Tribunal Administratif d'Orléans — Décision N° TA45-2204457

mercredi 18 septembre 2024

JuridictionTribunal Administratif d'Orléans
SectionTribunal Administratif d'Orléans
N° DossierTA45-2204457
TypeDécision
RecoursExcès de pouvoir
PublicationC
Formation3ème chambre
Avocat requérantGREFFARD-POISSON

Texte intégral

Vu la procédure suivante :

Par une requête, enregistrée le 16 décembre 2022, Mme B A, représentée par Me Bénédicte Greffard-Poisson, demande au tribunal :

1°) d'annuler l'arrêté du 22 septembre 2022 par lequel la préfète du Loiret a refusé de lui délivrer un titre de séjour, l'a obligée à quitter le territoire français dans un délai de trente jours et a fixé le pays de destination de la mesure d'éloignement ;

2°) d'enjoindre à la préfète du Loiret de lui délivrer une carte de séjour temporaire portant la mention " vie privée et familiale " dans le délai de quinze jours à compter de la notification du jugement à intervenir, sous astreinte de 100 euros par jour de retard ;

3°) de mettre à la charge de l'État le versement à son avocat de la somme de 1 500 euros sur le fondement des dispositions des articles L. 761-1 du code de justice administrative et 37 de la loi du 10 juillet 1991.

Elle soutient que :

Sur l'arrêté pris dans son ensemble :

- il est entaché d'incompétence ;

Sur la décision portant refus de titre de séjour :

- la compétence du médecin chargé de rédiger le rapport remis au collège des médecins de l'Office français de l'immigration et de l'intégration et la compétence du collège de médecins responsable de l'avis définitif ne sont pas démontrées ;

- elle méconnaît les dispositions de l'article L. 425-9 du code de l'entrée et du séjour des étrangers et du droit d'asile ;

- elle méconnaît les stipulations de l'article 8 de la convention européenne de sauvegarde des droits de l'homme et des libertés fondamentales ;

Sur la décision portant obligation de quitter le territoire français :

- elle méconnaît les dispositions de l'alinéa 9 de l'article L611-3 du code de l'entrée et du séjour des étrangers et du droit d'asile ;

- elle méconnaît les stipulations de l'article 8 de la convention européenne de sauvegarde des droits de l'homme et des libertés fondamentales.

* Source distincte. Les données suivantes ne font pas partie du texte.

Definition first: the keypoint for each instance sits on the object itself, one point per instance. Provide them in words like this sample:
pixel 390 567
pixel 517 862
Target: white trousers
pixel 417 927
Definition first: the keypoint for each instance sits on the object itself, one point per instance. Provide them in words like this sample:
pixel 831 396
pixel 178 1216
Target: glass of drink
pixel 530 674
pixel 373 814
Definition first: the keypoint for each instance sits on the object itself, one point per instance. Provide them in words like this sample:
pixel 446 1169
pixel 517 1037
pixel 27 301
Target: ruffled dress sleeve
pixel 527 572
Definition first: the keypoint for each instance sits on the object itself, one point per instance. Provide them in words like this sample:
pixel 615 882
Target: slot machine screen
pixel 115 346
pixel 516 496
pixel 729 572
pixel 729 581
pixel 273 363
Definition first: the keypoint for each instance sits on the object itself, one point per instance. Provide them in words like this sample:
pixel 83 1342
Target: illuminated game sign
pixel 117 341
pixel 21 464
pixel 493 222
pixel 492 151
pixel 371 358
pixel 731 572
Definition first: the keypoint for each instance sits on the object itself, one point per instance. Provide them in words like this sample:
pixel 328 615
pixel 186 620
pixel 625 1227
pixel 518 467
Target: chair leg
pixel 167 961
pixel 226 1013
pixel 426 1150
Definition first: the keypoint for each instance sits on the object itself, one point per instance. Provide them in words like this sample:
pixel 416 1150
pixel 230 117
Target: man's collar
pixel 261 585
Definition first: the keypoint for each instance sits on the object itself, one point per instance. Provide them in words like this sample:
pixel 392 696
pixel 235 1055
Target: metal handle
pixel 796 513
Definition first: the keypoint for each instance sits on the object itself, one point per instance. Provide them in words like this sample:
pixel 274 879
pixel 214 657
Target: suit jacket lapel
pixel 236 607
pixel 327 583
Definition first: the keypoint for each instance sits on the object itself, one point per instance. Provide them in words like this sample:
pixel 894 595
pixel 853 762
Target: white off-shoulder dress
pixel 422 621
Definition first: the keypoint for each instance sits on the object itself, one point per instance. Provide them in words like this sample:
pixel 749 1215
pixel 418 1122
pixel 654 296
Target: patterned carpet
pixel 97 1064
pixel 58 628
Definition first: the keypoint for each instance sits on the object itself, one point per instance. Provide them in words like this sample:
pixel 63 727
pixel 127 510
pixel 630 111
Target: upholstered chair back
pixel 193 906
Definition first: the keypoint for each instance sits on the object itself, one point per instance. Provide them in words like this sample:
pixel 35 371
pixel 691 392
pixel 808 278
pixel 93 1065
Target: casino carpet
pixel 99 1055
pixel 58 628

La requête a été communiquée à la préfète du Loiret qui n'a pas produit de mémoire en défense

Mme A a été admise au bénéfice de l'aide juridictionnelle totale par une décision du 21 novembre 2022.

Vu les autres pièces du dossier.

Vu :

- la convention européenne de sauvegarde des droits de l'homme et des libertés fondamentales ;

- le code de l'entrée et du séjour des étrangers et du droit d'asile ;

- la loi n° 91-647 du 10 juillet 1991 relative à l'aide juridique ;

- l'arrêté du 27 décembre 2016 relatif aux conditions d'établissement et de transmission des certificats médicaux, rapports médicaux et avis mentionnés aux articles R. 313-22, R. 313-23 et R. 511-1 du code de l'entrée et du séjour des étrangers et du droit d'asile ;

- le code de justice administrative.

Le président de la formation de jugement a dispensé la rapporteure publique, sur sa proposition, de prononcer des conclusions à l'audience.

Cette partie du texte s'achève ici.